とぎれとぎれの物語

瀬本あきらのHP「風の言葉」をここで復活させました。小説・エッセイをとぎれとぎれに連載します。

「伊丹堂」今昔ーー承前

2011-02-13 22:03:40 | 日記
「伊丹堂」今昔ーー承前



「現在は、藩主松平直政の仏教的因縁話としてまとめられている。このことを私は数年前に知って、そうかなあ、と思った。どうしてそんな風になるのか。すると、『伊丹』という言葉の根拠は何だと思ったのである。」
 調査することの限界を感じていた私は、こういう風な乱暴な書き方をしたのであるが、あるお方から目からウロコの貴重な史料を提示していただいた。感謝している。その資料を拝見し、藩主と「伊丹堂」のつながり、また、人柱口碑の虚構性、そして、案内板には「伊丹」としてあり、「板箕」を排除した根拠等がほぼ明確になった。このことについては後日ここに簡潔にまとめたい。

 ・・・ということで、ここで私がまとめねばならないが、客観的に旨く表現できるかどうか自信はない。できるだけ簡潔にということを心がけたいと思う。その史料というのは、地蔵堂の改築を松江藩の役人に願い出た文書の写しである。
 
 先ず名称である。その文書には「伊丹堂」と記されているので、この名称がもともとの形であったと思われる。斐伊川土手に建立されたのは慶安元年(1648年)である。その命を下したのは「高眞院」とあり、藩主松平直政である。それまでは土手下に辻堂のような形の建物の中に地蔵菩薩がまつってあったという。
 江戸住まいをしていた直政の夢枕に再三地蔵菩薩が表れたという。その地蔵菩薩は渡橋村の観音寺の本堂が大破しているので、早く改築してくれということを繰り返し言ったそうだ。そこで、直政は藩に飛脚を立てて仔細に調べさせたところ、間違いなく壊れていた。報告を聞いた直政はすぐに修理をしなければと思って命を下し、改築がなされる運びとなった。
 その後、斐伊川の土手の改修が進んでいた。直政が鷹狩りをしにその川土手にやってきた。そして土手下の「伊丹堂」の近くで休息した。お茶、お菓子の接待を受け、ふいとお堂の地蔵菩薩を見ると、あの夢枕に立った姿そのままのだったので驚いたという。これも何かの因縁と思い、直政は地蔵堂を土手の上に立て、手厚くまつたという。。(ここまでが古文書の記載である)
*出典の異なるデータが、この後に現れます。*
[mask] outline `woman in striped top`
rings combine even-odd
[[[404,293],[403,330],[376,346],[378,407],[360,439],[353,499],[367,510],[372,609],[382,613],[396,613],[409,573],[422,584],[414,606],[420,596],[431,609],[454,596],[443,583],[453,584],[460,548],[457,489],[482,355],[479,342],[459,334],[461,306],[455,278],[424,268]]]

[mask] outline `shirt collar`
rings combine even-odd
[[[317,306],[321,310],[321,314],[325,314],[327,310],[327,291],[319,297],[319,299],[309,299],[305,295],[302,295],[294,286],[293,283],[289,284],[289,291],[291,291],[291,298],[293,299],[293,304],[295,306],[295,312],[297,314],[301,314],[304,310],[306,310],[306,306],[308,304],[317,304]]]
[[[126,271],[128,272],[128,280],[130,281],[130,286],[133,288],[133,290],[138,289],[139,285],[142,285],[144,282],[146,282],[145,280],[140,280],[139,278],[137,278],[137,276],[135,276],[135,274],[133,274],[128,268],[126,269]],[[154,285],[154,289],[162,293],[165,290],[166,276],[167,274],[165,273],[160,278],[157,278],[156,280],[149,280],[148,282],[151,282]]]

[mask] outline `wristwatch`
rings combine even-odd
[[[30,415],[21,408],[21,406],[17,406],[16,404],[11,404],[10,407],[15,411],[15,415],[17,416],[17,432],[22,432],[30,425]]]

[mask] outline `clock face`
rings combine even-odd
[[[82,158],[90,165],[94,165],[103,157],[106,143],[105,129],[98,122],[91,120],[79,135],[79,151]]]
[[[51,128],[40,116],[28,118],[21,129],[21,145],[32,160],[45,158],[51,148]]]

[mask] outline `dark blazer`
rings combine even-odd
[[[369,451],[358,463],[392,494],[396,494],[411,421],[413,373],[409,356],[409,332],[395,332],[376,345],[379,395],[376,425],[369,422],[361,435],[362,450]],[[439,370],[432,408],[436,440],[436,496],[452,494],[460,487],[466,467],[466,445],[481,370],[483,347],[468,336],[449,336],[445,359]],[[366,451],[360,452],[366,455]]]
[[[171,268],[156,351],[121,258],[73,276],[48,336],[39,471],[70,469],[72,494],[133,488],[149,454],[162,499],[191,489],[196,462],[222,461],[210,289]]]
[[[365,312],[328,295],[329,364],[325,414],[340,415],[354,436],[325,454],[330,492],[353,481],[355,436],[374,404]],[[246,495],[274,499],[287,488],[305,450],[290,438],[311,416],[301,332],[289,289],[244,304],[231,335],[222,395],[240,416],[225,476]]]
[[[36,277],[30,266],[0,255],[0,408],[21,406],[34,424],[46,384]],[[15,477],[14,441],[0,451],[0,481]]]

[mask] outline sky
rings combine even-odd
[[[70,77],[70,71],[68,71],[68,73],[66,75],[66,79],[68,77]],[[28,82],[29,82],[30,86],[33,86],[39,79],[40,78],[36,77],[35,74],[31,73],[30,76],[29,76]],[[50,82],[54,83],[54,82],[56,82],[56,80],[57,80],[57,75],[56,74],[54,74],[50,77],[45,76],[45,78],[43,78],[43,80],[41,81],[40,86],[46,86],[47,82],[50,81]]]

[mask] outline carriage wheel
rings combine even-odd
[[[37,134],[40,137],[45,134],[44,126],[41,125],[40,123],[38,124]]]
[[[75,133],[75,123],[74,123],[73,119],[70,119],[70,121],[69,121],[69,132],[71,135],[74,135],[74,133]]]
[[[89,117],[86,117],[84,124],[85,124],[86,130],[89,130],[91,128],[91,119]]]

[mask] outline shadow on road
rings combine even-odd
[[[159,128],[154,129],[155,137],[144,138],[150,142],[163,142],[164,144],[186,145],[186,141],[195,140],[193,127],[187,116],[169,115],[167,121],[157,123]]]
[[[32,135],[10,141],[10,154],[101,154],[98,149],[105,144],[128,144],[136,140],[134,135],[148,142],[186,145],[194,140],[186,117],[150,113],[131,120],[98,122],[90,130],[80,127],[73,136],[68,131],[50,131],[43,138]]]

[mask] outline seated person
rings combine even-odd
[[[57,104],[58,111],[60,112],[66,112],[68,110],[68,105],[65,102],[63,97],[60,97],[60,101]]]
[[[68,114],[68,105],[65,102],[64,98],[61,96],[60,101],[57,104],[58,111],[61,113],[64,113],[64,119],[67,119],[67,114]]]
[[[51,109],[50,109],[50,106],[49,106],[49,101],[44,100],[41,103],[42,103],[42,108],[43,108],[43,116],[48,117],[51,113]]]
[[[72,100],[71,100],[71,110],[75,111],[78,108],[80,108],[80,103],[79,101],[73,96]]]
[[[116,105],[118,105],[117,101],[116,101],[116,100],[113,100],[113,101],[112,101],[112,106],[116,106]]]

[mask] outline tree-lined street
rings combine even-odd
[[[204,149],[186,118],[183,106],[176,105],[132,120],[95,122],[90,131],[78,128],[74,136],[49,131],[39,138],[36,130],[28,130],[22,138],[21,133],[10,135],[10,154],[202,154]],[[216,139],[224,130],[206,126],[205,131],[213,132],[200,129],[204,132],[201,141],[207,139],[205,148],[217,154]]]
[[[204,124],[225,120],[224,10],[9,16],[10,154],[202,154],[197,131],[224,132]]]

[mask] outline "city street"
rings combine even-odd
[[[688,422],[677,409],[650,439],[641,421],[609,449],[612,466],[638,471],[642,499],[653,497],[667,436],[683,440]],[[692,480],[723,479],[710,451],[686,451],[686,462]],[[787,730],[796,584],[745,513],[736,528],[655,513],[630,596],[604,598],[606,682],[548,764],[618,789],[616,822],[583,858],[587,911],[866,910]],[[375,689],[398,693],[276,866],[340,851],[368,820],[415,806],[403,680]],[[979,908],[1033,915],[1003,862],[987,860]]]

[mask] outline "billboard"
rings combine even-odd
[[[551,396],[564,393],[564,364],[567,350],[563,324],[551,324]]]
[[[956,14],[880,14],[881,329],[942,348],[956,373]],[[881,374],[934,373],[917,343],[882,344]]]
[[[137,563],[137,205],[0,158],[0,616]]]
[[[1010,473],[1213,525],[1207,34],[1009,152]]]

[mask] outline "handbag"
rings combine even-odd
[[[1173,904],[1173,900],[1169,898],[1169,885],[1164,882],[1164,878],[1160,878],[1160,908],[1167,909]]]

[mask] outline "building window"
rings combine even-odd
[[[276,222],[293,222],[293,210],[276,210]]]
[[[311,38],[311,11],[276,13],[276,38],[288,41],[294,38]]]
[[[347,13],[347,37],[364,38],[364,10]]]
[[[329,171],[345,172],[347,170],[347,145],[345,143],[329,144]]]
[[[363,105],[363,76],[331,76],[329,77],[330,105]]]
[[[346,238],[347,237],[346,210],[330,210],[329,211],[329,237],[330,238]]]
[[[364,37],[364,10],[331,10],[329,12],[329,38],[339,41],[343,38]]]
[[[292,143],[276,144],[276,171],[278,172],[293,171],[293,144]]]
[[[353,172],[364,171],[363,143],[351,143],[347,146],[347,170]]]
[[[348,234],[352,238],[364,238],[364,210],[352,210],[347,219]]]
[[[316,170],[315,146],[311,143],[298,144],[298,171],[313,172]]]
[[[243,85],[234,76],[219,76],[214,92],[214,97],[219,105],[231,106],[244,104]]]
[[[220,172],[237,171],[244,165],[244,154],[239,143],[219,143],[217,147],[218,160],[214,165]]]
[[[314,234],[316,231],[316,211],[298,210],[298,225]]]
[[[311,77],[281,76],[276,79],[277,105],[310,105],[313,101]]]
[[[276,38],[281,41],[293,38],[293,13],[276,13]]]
 土手下のお堂に地蔵菩薩がまつってあったころ、その付近には斐伊川支流の小さな川が幾筋か流れているだけで、人柱を立てるほどのこともなかったという。だから、人柱伝説は事実無根であるという風に研究者は説明している。
 その後、元禄十五年(1702年)にいわゆる「伊丹堂切れ」という大洪水が起こった。そこで水か治まるように大祈祷が執り行われたが、そのときに人柱を立てたということはいかなる文書にも書きし記してないそうである。

 この文書の研究家は、その伝説は、後世の者がでっち上げたものだろうと説明している。板箕売りのものが犠牲になったという内容は、「伊丹」を「板箕」に読み替えたものに違いないと仰っている。
 それから、「伊丹」という名称について、恐らく当時その辺りの地名だったのでは? と推察しておられる。しかし、その確証はないようである。

 というように私がまとめたが、多少の齟齬はお許し願いたい。新しい史料がまた出てくるのではないのかと期待している。